Four months after an Italian court reduced a ban that was to last the entire season, Juventus coach Antonio Conte is set to return to the sidelines tomorrow as the Bianconeri travel to Palermo. Barred to this point for failing to report match fixing during his time at Bari, Conte returns to find his team in first place, scarcely worse off than when he last coached them in May. While Juventus’s unbeaten run has ended, they are still top of Serie A and arguably in a better position than last year, when a propensity for draws kept them neck-and-neck with Milan for most of the season.

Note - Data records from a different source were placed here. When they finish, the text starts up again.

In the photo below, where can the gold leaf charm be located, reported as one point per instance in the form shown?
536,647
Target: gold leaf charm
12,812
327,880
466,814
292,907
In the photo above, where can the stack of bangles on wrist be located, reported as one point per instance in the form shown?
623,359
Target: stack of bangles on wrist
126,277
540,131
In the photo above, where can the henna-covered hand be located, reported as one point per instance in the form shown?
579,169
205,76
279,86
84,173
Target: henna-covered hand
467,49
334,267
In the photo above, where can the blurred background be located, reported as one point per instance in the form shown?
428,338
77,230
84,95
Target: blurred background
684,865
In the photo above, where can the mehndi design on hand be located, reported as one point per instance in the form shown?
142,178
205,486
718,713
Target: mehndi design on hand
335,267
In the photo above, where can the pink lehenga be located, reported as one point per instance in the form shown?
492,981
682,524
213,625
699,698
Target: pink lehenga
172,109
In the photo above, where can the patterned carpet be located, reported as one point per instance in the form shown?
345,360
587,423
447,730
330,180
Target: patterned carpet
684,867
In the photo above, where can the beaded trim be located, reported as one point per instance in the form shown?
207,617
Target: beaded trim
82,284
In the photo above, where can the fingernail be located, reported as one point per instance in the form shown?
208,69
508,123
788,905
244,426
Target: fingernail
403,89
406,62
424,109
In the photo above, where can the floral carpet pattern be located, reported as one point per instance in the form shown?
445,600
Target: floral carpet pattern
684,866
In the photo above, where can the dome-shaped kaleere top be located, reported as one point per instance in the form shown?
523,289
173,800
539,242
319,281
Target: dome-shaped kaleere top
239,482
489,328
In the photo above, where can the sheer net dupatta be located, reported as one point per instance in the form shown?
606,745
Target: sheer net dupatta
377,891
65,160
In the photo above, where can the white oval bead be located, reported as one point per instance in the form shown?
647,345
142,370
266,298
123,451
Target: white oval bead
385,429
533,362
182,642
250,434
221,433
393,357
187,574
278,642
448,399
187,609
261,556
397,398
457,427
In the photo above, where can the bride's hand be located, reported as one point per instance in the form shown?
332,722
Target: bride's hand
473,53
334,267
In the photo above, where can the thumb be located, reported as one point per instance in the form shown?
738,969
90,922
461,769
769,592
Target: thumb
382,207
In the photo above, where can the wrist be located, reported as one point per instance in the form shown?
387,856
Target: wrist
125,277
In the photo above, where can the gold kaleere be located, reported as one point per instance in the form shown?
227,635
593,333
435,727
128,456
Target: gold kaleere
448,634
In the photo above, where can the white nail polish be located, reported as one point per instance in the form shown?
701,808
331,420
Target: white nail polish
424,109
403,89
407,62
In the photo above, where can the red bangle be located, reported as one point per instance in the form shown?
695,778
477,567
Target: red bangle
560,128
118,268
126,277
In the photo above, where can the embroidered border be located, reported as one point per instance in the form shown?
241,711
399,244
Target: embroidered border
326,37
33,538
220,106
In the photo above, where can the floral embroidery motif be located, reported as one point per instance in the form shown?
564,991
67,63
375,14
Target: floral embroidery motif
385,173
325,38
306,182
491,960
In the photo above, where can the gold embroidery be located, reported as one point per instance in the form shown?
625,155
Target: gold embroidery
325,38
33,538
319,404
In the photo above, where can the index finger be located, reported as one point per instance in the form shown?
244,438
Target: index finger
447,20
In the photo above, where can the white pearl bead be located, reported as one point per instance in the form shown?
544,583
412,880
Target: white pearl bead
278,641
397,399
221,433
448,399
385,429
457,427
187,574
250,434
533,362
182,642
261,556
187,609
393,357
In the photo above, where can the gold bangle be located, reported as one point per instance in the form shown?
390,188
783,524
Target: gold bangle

Despite already accumulating two losses, Juventus is probably a better team than last year. Then, the Old Lady didn’t have to balance Europe with domestic concerns. This year, they finished first in their Champions League group while maintaining their lead in Italy. They’re scoring more goals, averaging over two per game, and while they’re also giving up more, they’re on pace to put up a +55 difference. Last year, the finished at +48.
Since all that has been done without Conte on the sideline, it’s worth asking where a coach’s value lies. Though Conte’s been suspended, he has been running the team, simply demurring at game time to leave the in-match duties with technical director-turned-stand-in coach Massimo Carrera and assistant Angelo Alessio. The set up is his. The approach is his. The vision is his. The only things that aren’t his are the in-game adjustments.
Perhaps with those in-game adjustments, Juventus would still be undefeated, but Conte’s situation reminds us most of a coach’s work happens before the game starts. Most often it’s in the preparation that men win matches, and that’s where Conte’s influence has continued to be felt.
Juventus’s stars have talked up the boost Conte’s return will bring, and perhaps psychologically, it will. But with a 11-2-2 Juventus sitting on top of the league, it’s hard to think they’ve missed Conte that much.
Of course, that’s because he’s been there all along.